Cannavaro e la sfida alla sua ex squadra: che brivido
Sette anni e mezzo e 280 partite varrebbero da sole a far tremare i polsi, però a questo bisognerebbe aggiungere la casa con vista sul San Paolo, l’infanzia ai bordi del suddetto campo a rincorrere i palloni dei grandi del calcio, la trafila nel vivaio, la fascia di capitano, la Coppa Italia alzata al cielo di Roma e un sangue azzurro che scorre nelle vene come un fiume in piena. Pausa. E riflessione: oggi Paolo Cannavaro avrà brividi e forse lacrime. E la sua sarà l’emozione di tutti quelli che non dimenticano quanto ha dato. E quanto gli è costato diventare un avversario del Napoli.
FINALE DI PARTITA. E allora, la copertina è sua. Dell’ex capitano che, da otto mesi ormai, è un giocatore del Sassuolo: arriva Rafa, il punto fermo diventa un uomo da panchina e l’addio si consuma. In prestito, per la precisione, con la possibilità di permanenza in caso di salvezza. Ecco, il finale della storia che oggi vedrà Paolo con la maglia nera e verde sfidare il Napoli per la seconda volta, dopo la prima esperienza del 16 febbraio, a due settimane dalle cessione, è questo: però alle spalle ci sono i sacrifici, una passione infinita, tante splendide giornate di calcio, le contestazioni tipiche riservate ai profeti in patria e poi qualche aneddoto.

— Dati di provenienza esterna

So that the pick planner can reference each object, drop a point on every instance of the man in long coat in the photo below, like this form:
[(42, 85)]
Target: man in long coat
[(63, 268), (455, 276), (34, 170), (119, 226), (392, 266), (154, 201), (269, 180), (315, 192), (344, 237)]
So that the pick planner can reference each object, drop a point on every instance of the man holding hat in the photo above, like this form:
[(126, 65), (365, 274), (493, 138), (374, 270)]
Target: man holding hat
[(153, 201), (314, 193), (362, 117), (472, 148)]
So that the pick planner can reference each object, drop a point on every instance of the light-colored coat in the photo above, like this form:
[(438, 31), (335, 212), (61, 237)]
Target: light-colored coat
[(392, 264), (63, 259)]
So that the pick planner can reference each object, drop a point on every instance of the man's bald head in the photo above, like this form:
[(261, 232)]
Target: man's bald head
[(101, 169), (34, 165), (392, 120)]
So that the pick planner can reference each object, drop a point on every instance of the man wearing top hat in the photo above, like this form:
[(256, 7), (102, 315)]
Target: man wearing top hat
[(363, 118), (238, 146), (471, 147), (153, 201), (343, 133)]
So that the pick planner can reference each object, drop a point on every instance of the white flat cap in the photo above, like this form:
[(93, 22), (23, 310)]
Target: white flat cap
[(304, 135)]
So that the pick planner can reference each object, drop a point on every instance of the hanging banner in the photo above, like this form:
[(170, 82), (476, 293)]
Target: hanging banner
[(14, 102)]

PREDESTINATO. Il più bello dei retroscena? Beh, uno dei più belli della vita azzurro-Napoli di Cannavaro junior l’ha raccontato di recente Gianluca Pagliuca. I fatti. Era il 1995, e Pagliuca difendeva la porta dell’Inter di Hodgson: «Al San Paolo le cose andavano male: perdevamo 2-1, e nel recupero chiesi a un raccattapalle di passarmi velocemente il pallone per velocizzare la ripresa». Il giovanotto, furbetto e tifoso, invece lo allontanò, costringendo l’interista a recuperarselo da solo (di corsa). Tornando verso la porta, il portiere gli rifilò uno scappellotto, e poi negli spogliatoi rincarò la dose: «Oggi fanno queste furbate, domani magari diventano scippatori». A distanza di anni Pagliuca ha chiesto scusa per quanto fatto e detto in trance agonistica, e poi ha svelato: «Molto tempo dopo Fabio Cannavaro mi disse che quel ragazzino era suo fratello Paolo». Che a 14 anni già difendeva la porta del Napoli in A. Predestinato.
BANDIERA. Dopo la crescita, l’esordio in B e le parentesi di Parma e Verona, Cannavaro è poi tornato azzurro: ancora in B, nonostante l’offerta più ricca della Fiorentina. Una scelta che ha pagato, portandolo a guidare la squadra in campionato e in Champions, e poi nel 2012 a conquistare la Coppa Italia in finale con la Juve. Con Mazzarri: legame fortissimo, il loro. Come con la maglia: «Voglio restare a vita. Non m’immagino altrove», diceva sempre da quel tifoso immarcescibile che è. E invece, il calcio se ne frega: bye-bye. Ed è così che oggi, al Mapei e con il solito numero 28, Cannavaro giocherà con la faccia rivolta al Napoli. E se chiuderà gli occhi e poi li spalancherà, la scena non cambierà. Ma neanche la storia: Paolo sarà per sempre una bandiera azzurra. Di quelle che non si ammainano.